Hint:We have to find the number of points where discontinuity lies. The point of discontinuity is the point where the continuity of the function breaks. We have given the greatest integer function which will show discontinuity at the integral points. So, the points of discontinuity are the integral values between the given interval i.e. $\left( -10,10 \right)$

Complete step-by-step answer:
The function given in the above problem is:
$f\left( x \right)=\int\limits_{-10}^{x}{2\left[ t \right]dt}$
The value of x in the above integral is real and lies between $-10\le x\le 10$ so we are going to substitute this interval of x in the above integration. The substitution of the value of x is done as follows:
$f\left( x \right)=\int\limits_{-10}^{-9}{2\left( -10 \right)dt+\int\limits_{-9}^{-8}{2\left( -9 \right)dt}+.......+\int\limits_{9}^{10}{2\left( 9 \right)dt}}$
In the above integration we have split the interval of x from -10 to -9 then -9 to -8 and so on till 9 to 10.
We know that the value of the largest integer function $\left[ t \right]$ when the value of t is between 0 and 1 is 0. Or in general, we can say that when the value of t lies between $n-1\And n$ then the value of $\left[ t \right]$ is $n-1$ where n is any integer. Using this property of largest integer, we have solved the above integral as when limits of integral lie between -10 and 9 then the value of $\left[ t \right]$ is -10. Similarly, we have done for all the limits of the integral.

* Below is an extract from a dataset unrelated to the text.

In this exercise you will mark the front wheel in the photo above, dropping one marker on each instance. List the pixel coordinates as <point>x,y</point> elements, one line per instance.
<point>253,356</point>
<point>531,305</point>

$f\left( x \right)=\int\limits_{-10}^{-9}{2\left( -10 \right)dt+\int\limits_{-9}^{-8}{2\left( -9 \right)dt}+.......+\int\limits_{9}^{10}{2\left( 9 \right)dt}}$
In the above integral as you can see that in the limits of -10 and -9 the integration gives different results from the limits of -9 and -8 so we can see that at the point -9 the integral value is different which shows that the point -9 is the point of discontinuity. Similarly at all the integral points from -9 up till 10 shows the discontinuity of the function. From this justification of the discontinuity of the points, the number of points in the interval $\left( -10,10 \right)$ where the function is going discontinuous are:
-9, -8, -7, -6, -5, -4, -3, -2, -1, 0, 1, 2, 3, 4, 5, 6, 7, 8, 9
So, the total number of points of the discontinuity is 19.
Hence, the correct option is (d).
Note: The points of mistake that could happen in solving the above problem is that you would have wrongly counted the number of discontinuity points. In the integration from -10 to -9 the value of $\left[ t \right]$ is -10 so you might have tempted to consider -10 as point of discontinuity also which is wrong because we are asked to find the points of discontinuity between $\left( -10,10 \right)$ and this interval is an open interval meaning should not consider the values -10 and 10.